Desde que iniciou de seu contato com a arte aos 10 anos, Adriana demonstrou um interesse muito particular pela cor preta. Com a utilização quase compulsiva dessa cor, ela desenvolveu vários trabalhos bastante significativos. Quando ela começou a fazer suas primeiras incursões por outras cores, elas pareciam atuar como uma espécie de colaboradoras dos pretos que ela ainda priorizava e que tanto a representavam.
Certo dia, numa aula, depois de ter sido apresentado ao grupo a técnica da têmpera de ovo, Adriana se aproximou de mim já nos últimos minutos de aula trazendo um pote de preto e alguns potes de cor fabricados pela turma. Lentamente começou a pingar cores dentro do preto. Distante da minha própria sensibilidade cheguei a pensar em conter aquele processo, já que racionalmente tudo iria inevitavelmente se manter preto, e portanto, ela estaria apenas “estragando” material. Por sorte me contive e consegui observar a sua pesquisa sem reprimi-la. Afinal, provavelmente seu objetivo era mesmo observar as cores sendo engolidas pelo preto e me fazer compartilhar de sua pesquisa.
– Que esquisito…Continua preto. Me disse ela.
Fiz então um carinho, dei um sorriso e lhe disse:
– Vamos arrumar a sala? A aula acabou.
Horas depois, me dei conta que talvez ela estivesse tentando simbolicamente me falar como era difícil ou mesmo escassas as possibilidades em sua vida para modificar o preto. Talvez as cores viessem mesmo sendo engolidas e fomentando a sua descrença nas mudanças.
Muitos são os significados que podem caber numa ação artística, mas na verdade decodificar os símbolos que se constroem a partir dela não é exatamente fundamental. Fundamental é permitir que elas ocorram, dar espaço, acolhê-las, mesmo quando não há compreensão de seu significado.
Confesso que naquele momento eu não fui capaz de perceber a amplitude da experiência que aquela menina compartilhava comigo. Talvez eu pudesse ter ido mais além dialogando a respeito dos pretos, das possibilidades de se constituírem avermelhados, azulados, amarelados, acinzentados… sem no entanto, deixarem de ser essencialmente pretos. Mas acho também que é comum existir nos profissionais a sensação de que é sempre pouco o que se faz, principalmente quando se tem consciência do muito que em certos casos precisa ser feito.

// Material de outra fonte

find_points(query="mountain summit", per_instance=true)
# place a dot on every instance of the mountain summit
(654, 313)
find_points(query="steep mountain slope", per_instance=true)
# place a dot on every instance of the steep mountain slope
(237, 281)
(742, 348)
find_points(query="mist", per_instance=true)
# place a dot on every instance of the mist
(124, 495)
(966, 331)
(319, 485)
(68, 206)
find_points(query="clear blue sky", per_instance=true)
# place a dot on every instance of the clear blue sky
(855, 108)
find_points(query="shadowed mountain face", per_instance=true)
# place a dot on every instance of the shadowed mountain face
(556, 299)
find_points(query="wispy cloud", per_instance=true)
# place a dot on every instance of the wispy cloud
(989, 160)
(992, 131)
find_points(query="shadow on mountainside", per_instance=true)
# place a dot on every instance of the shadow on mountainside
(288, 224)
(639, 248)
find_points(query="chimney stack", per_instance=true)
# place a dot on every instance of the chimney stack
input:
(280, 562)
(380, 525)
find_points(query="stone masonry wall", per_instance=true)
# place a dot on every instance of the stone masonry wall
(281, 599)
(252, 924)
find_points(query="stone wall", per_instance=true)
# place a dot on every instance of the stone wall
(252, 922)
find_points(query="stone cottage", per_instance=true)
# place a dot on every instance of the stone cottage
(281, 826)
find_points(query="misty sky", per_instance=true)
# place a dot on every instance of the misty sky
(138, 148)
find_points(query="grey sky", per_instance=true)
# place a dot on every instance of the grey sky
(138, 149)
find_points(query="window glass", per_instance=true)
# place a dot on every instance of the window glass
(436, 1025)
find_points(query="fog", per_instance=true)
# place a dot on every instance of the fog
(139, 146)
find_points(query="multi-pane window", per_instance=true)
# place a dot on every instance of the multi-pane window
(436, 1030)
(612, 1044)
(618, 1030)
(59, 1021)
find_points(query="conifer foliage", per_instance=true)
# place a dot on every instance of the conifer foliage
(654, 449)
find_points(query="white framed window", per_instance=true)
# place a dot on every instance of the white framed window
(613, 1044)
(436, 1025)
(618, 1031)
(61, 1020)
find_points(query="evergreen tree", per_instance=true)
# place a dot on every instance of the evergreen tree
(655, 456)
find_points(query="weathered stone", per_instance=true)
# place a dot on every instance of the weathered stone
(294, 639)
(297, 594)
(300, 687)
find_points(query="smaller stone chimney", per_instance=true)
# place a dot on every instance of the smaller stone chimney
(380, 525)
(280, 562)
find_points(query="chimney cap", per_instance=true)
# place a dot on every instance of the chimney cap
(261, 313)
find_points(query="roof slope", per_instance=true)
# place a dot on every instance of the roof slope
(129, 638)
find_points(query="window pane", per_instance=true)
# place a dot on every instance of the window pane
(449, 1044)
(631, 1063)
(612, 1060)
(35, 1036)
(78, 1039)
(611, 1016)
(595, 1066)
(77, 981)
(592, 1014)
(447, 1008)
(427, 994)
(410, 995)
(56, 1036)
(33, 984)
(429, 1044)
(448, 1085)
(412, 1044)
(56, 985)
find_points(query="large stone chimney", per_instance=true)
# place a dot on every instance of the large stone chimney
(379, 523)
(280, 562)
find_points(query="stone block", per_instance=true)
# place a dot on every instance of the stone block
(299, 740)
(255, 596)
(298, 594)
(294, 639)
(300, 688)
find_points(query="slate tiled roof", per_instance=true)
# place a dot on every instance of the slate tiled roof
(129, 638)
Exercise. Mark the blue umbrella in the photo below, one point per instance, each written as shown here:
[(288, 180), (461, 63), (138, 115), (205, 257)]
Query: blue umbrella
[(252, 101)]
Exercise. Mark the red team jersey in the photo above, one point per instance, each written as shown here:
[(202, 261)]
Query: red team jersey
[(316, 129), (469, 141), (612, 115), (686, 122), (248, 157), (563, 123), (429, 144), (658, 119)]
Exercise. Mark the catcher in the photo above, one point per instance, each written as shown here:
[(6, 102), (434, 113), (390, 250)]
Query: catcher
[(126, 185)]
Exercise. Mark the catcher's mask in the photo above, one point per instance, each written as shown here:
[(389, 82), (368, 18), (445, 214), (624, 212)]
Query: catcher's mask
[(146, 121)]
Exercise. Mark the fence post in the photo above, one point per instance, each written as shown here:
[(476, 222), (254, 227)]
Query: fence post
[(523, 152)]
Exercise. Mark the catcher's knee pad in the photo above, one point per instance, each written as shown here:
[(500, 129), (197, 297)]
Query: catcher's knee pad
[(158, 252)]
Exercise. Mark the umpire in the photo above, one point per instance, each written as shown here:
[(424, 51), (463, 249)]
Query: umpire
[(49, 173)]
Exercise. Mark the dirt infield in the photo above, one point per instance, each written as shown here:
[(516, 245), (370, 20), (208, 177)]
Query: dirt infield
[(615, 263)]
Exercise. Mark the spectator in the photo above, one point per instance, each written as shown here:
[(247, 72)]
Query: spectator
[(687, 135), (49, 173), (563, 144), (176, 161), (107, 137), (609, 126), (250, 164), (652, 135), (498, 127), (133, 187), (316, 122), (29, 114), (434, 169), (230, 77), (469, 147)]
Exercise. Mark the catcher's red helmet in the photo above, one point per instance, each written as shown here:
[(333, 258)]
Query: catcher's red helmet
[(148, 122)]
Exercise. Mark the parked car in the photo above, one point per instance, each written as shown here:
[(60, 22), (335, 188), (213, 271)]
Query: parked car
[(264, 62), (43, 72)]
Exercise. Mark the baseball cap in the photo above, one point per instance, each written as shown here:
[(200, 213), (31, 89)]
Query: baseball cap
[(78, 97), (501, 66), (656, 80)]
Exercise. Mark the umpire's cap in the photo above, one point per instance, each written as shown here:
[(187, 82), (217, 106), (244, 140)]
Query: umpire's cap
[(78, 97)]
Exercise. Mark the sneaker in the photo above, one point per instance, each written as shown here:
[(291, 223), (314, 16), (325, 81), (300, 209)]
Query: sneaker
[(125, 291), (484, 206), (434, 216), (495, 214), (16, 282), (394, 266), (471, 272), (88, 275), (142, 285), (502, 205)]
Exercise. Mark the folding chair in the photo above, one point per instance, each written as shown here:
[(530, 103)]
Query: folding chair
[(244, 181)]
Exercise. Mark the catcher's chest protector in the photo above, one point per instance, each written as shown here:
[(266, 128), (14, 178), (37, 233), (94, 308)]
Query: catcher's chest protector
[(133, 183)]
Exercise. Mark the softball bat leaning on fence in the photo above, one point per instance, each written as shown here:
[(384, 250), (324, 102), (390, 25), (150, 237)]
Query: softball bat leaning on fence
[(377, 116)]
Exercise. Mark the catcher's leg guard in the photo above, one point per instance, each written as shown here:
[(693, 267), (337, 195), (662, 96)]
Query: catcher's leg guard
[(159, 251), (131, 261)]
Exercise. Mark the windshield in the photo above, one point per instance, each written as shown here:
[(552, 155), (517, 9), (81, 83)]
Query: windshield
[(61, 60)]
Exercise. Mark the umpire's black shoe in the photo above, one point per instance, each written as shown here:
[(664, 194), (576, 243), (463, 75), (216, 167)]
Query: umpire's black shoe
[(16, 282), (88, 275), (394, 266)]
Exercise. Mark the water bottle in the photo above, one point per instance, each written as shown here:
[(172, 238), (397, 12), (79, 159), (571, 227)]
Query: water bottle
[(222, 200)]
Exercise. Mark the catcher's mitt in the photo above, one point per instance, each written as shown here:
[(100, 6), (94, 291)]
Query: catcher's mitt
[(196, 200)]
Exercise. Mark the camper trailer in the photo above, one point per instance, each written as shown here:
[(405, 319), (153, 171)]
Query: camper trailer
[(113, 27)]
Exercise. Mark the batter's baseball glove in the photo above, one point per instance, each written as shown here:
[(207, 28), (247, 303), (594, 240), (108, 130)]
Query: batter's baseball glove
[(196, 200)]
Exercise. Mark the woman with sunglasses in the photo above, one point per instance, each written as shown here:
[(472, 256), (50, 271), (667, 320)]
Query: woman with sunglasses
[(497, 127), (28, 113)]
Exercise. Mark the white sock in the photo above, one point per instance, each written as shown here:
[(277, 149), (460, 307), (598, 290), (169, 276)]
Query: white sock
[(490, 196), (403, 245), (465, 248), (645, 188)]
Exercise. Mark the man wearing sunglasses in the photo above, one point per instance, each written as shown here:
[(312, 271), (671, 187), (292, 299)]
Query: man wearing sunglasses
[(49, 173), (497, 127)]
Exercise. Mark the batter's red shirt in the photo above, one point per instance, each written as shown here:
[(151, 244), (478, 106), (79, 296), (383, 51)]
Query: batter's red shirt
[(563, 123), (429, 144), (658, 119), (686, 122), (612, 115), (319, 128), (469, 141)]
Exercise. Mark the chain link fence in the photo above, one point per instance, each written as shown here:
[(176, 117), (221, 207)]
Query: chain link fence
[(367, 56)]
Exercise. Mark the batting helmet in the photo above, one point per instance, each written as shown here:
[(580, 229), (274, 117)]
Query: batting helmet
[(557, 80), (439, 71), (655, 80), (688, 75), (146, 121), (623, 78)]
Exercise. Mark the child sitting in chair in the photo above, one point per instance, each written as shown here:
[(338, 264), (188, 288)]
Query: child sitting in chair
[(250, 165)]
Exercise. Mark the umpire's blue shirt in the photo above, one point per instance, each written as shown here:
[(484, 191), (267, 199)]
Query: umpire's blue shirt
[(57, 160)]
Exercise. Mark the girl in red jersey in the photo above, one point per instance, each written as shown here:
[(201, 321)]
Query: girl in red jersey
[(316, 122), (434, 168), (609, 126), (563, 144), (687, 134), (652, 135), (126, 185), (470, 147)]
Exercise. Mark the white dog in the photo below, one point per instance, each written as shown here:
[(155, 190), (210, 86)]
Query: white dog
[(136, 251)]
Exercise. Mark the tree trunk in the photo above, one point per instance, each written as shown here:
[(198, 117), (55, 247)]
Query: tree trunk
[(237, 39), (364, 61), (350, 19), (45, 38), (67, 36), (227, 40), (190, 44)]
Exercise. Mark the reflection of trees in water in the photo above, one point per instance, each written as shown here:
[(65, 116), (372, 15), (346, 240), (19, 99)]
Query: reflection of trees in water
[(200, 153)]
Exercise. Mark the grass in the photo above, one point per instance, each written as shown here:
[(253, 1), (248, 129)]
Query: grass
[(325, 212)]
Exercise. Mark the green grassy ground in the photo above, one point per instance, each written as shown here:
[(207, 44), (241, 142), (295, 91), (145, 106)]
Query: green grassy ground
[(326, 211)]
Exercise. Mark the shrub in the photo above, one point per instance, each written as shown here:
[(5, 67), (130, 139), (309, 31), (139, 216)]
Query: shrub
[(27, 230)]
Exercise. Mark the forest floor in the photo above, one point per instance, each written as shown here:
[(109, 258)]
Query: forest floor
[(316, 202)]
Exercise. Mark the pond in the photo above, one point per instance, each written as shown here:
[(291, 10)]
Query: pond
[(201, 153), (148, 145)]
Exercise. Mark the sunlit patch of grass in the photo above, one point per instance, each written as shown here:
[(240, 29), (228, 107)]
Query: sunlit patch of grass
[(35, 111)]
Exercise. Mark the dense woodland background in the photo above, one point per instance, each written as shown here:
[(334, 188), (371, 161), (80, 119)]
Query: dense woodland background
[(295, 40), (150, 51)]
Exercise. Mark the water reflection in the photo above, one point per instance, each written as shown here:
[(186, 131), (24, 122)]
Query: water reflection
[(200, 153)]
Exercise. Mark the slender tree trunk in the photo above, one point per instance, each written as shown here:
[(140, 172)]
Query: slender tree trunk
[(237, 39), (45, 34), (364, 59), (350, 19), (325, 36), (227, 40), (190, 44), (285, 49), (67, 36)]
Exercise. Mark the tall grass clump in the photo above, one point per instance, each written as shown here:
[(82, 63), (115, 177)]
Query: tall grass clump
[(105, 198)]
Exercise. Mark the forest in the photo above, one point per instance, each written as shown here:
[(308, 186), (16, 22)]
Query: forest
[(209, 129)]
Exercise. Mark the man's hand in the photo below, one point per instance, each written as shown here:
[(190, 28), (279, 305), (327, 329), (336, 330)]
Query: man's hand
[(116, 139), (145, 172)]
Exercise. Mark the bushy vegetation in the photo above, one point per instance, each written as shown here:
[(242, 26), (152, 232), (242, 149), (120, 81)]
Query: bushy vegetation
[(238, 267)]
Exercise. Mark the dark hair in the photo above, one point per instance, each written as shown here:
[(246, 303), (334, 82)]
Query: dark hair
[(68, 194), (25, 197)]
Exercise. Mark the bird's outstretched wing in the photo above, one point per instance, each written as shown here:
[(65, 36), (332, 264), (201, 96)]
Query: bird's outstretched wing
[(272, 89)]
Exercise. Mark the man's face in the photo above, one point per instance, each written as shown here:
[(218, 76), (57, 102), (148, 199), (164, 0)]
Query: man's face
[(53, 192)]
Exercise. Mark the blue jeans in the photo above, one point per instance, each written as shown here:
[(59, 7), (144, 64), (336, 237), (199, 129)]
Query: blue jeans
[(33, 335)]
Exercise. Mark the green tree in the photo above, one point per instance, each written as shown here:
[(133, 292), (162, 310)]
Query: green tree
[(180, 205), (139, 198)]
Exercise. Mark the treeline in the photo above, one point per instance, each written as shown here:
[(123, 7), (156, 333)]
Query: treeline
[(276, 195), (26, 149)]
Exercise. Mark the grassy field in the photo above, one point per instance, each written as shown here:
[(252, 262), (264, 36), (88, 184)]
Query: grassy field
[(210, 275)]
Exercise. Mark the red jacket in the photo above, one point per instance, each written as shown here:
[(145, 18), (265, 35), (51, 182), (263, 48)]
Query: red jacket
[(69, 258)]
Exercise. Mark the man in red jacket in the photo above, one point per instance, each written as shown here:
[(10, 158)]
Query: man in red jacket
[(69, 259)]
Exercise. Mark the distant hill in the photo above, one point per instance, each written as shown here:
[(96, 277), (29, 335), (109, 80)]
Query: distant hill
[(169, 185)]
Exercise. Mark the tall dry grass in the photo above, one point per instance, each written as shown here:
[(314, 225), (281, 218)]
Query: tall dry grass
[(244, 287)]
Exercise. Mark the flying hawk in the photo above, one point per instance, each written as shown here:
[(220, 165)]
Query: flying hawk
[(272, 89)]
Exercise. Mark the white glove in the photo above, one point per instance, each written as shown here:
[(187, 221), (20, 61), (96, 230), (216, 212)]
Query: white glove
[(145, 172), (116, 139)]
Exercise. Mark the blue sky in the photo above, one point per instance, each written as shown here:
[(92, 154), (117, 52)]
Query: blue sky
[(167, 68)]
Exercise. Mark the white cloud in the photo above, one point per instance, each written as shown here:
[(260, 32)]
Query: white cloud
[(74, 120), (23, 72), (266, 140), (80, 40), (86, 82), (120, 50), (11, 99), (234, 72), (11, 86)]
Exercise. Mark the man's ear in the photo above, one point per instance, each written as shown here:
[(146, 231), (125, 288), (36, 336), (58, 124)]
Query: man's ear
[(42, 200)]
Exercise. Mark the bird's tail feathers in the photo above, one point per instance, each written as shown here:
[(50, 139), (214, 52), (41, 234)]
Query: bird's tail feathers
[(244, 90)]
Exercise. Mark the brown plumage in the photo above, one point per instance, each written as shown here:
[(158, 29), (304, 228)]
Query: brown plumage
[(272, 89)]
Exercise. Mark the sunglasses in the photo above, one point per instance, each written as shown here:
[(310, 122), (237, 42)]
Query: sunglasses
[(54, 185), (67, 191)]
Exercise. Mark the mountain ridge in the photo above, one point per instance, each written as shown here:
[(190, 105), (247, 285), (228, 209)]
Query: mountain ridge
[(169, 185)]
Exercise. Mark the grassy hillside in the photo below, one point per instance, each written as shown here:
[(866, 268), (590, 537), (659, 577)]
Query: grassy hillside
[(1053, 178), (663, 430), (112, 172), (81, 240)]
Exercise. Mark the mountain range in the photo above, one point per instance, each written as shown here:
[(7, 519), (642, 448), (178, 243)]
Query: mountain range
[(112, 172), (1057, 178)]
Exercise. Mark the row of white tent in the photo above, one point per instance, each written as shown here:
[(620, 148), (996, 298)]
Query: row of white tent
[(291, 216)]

Percebe-se que algumas crianças, especialmente as que se desenvolvem em ambientes de precariedade e desestrutura, costumam reprimir ou dissimular seus verdadeiros desejos. No entanto não há como eliminarem por completo, sem deixar vestígios, o desejo de uma casa, de uma família, de acolhimento, afeto, paz, beleza e até consumo. São muitos os recursos utilizados por elas, na tentativa de manterem esses desejos distantes, para que assim possam tentar reduzir suas frustrações. Um olhar de desconfiança, descrédito e apatia sobre a vida; às vezes de desrespeito ou arrogância como o espaço e ou colegas. Um aparente desinteresse pelo que é proposto nos ambientes de ensino, além de desempenhos estereotipados, são algumas formas freqüentes de autoproteção adotadas.
Basta observar os produtos artísticos de crianças imobilizadas pelo medo e a experiência constante da frustração para se notar que quando os primeiros registros legítimos são conquistados, elas dão inicio a importantes contatos com elas próprias e assim, gradativamente, vão tomando contato com a potência existente na linguagem que é oferecida pela arte. De posse dessa linguagem elas podem passar a expressar seus conflitos, inclusive aqueles produzidos pela proximidade entre o desejo e a impossibilidade de realização.
Através da arte, lares são idealizados, casas são construídas, prazeres são realizados, pessoas se casam, se amam e amores são confessados. Bonito ver quando flores, pássaros e corações, tomam lugar como formas simbólicas e assim se manifestam.
Durante esse processo, podem-se observar representações dirigidas para “construção” de situações que alguns julgam ideais, como desejos de conquista, ou também como recurso para o “exorcismo” de situações de dor, repulsa e conflito; como por exemplo, nos casos de violência e abusos.
O que relatei sobre a Adriana nos mostra que não é só através nos produtos artísticos que se enxergam situações de transferência, mas também durante muitos processos criativos.